Christmas Day is the Solemnity of the Nativity of the Lord. Depending which Mass you attend, there are four different Gospels. Each Gospel speaks about the birth of our Savior. As we did at the Christmas Masses, we genuflect or kneel during the Creed at the words “and by the Holy Spirit was incarnate of the Virgin Mary and became man” to help us focus on what Christmas is all about.
December 26th is the Feast of St. Stephen, the first martyr and one of the first deacons. On this first day after Christmas, St. Stephen reminds us what it means to live as a witness of Christ without counting the cost.
December 27th is the Feast of the Apostle and Evangelist St. John, who is considered the disciple closest to Jesus. St. John wrote a Gospel, the Book of Revelation and three New Testament letters. He teaches us that “God is love” (1 Jn 4:8).
December 28th is the Feast of the Holy Innocents to honor all the boys in Bethlehem under 2 years old that Herod ordered killed to eliminate threats to his power, after he learned about a newborn king from the Magi. We know he failed. An angel told Joseph to flee with Mary and Jesus in the middle of the night to Egypt. (Mt 2:13-18).
The Feast of the Holy Family celebrates a role model for families to love and respect each other. Bishop Boyea wrote a great reflection on this in his December 30 th email to everyone. If you don’t have it, let me know and I’ll send it to you. The feast of the Holy Family is celebrated on the Sunday after Christmas, except for the years when Christmas falls on a Sunday. Then it is celebrated on Dec. 30.
Jan. 1st is a Holy Day for the Solemnity of Mary. Being 8 days since his birth, and a male in a Jewish family, Jesus would have been circumcised in accordance with the covenant God made with Abraham. (Lk 2:21).
The Solemnity of the Epiphany is Jan. 6, the Twelfth Day of Christmas. It reminds us how Christ came to save all mankind, not just the Jews. This feast celebrates Christ’s identity revealed through the Magi and the gifts they presented him - gold and frankincense as the king of the universe, myrrh to foretell the bitter reality that the babe in the manger was born to die. This feast is transferred to the Sunday between January 2nd and 8th in the United States.

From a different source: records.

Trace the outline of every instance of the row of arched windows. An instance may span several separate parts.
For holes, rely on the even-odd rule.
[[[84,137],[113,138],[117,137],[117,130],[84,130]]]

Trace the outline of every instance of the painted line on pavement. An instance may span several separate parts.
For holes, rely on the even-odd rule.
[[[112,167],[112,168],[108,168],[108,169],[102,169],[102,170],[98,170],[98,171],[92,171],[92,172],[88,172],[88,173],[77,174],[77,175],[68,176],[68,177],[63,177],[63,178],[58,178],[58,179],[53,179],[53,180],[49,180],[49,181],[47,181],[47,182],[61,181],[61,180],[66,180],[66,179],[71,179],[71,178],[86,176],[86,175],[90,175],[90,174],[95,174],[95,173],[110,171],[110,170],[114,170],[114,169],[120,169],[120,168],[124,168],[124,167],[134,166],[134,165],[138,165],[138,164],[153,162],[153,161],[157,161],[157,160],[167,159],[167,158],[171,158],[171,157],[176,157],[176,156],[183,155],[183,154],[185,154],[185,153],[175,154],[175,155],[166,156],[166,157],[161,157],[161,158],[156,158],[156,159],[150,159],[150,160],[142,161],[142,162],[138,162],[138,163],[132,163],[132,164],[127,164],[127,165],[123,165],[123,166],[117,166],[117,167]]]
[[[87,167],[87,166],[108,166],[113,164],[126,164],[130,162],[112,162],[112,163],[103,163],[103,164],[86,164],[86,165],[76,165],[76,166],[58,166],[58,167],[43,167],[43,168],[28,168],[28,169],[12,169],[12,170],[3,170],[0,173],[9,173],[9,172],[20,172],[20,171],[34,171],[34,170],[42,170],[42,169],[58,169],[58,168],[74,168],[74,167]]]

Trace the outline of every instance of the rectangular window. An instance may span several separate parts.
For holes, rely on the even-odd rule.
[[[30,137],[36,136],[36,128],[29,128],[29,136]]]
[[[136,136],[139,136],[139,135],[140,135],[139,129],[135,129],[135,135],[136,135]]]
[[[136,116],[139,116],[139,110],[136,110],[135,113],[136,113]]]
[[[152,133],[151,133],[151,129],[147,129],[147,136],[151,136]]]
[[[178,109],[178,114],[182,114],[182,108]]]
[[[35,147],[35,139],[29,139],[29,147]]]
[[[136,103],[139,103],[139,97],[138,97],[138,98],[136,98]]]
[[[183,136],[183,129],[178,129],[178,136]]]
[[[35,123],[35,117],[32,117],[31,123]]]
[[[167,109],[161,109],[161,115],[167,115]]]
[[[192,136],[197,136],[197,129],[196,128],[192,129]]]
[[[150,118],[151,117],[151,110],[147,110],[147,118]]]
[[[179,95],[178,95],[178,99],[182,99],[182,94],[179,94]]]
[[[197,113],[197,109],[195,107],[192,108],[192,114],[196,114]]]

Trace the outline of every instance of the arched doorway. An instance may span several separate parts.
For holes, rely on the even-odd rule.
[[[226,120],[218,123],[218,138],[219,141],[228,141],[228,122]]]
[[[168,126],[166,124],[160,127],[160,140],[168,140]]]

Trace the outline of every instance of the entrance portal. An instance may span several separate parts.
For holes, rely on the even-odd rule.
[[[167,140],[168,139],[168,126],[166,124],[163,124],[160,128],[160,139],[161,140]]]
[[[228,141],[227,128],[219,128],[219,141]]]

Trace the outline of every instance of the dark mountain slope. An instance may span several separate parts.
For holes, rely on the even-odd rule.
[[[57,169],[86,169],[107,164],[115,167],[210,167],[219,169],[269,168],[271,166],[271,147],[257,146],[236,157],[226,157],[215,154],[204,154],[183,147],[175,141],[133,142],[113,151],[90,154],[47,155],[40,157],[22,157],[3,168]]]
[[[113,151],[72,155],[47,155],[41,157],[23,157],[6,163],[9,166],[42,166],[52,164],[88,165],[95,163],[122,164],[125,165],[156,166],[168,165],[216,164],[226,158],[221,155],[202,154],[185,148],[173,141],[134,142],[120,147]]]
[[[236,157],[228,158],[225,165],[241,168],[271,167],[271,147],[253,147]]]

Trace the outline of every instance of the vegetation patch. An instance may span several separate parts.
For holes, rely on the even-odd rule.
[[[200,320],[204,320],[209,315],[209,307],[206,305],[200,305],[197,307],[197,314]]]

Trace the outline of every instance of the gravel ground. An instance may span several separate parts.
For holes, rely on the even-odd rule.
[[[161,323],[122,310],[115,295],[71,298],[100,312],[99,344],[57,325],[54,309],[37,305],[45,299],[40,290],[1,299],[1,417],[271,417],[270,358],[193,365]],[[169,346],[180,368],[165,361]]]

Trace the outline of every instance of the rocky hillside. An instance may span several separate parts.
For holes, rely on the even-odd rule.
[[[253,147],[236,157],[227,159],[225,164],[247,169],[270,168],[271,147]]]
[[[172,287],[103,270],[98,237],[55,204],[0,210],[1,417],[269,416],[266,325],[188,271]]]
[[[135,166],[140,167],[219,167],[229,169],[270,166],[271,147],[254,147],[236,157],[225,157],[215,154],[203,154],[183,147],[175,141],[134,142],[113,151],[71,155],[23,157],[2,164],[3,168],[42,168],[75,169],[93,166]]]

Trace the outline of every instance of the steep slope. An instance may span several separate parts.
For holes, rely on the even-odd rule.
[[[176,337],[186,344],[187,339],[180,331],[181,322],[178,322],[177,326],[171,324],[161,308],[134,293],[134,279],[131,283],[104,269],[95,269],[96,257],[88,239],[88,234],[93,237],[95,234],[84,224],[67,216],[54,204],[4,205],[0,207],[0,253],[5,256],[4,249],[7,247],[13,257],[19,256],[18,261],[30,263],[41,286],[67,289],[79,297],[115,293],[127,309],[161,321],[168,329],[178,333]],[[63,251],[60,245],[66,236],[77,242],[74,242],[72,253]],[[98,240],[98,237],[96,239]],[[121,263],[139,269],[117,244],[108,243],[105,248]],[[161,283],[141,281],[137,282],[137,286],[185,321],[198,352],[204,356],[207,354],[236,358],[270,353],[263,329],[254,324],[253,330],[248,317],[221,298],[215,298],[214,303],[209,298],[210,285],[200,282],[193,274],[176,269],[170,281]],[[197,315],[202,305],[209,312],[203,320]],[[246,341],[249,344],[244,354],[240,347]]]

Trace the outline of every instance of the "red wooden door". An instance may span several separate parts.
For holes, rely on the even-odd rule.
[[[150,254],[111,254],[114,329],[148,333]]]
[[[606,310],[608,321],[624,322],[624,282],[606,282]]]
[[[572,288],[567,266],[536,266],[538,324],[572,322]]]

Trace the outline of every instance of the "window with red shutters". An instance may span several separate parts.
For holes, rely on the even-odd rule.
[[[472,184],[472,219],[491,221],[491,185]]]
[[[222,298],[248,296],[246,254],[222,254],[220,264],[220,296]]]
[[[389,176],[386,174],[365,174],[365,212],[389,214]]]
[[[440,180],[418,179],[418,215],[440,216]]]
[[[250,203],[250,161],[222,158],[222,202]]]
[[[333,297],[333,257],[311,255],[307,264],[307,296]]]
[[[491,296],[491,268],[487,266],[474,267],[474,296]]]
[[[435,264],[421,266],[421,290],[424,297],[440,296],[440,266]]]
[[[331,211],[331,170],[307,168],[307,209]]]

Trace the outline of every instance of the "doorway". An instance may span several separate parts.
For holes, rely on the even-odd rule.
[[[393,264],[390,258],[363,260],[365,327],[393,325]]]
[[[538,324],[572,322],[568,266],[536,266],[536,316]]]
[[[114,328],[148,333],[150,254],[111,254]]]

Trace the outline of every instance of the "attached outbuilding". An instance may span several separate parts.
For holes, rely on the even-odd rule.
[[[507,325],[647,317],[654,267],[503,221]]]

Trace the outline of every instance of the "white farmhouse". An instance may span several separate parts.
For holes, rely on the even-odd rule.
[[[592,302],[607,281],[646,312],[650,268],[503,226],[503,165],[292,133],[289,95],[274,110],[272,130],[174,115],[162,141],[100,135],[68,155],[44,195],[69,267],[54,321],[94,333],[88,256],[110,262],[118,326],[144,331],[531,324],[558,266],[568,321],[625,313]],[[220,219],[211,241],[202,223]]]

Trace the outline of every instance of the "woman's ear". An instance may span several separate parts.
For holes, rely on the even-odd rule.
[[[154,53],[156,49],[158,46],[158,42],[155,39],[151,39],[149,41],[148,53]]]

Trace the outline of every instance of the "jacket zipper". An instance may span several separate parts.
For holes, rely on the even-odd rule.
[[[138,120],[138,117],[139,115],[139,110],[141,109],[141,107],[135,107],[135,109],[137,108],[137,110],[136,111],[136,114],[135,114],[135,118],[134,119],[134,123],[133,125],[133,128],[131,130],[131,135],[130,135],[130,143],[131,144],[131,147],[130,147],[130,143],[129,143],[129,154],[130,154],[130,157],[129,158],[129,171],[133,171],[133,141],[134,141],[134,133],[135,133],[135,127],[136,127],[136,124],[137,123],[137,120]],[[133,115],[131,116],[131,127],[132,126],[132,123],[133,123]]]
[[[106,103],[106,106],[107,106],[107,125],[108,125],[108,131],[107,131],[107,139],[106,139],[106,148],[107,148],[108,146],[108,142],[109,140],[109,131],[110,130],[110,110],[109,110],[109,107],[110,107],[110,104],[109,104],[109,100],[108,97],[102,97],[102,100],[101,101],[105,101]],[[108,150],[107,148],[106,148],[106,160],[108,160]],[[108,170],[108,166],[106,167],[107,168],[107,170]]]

The Christmas season ends with the Feast of the Lord’s Baptism, which falls on January 9th this year. It honors the day Christ formally accepts his earthly mission through his baptism by St. John the Baptist. He sets out from the waters of the Jordan River, identified as God’s own son by the Father’s voice that boomed from the sky, to begin his saving work as the long-awaited Messiah who will free us of our sins.
As our Christmas Season comes to a close tomorrow, may we continue to remind ourselves who Jesus is, and what God has done for us. Have a Blessed New Year!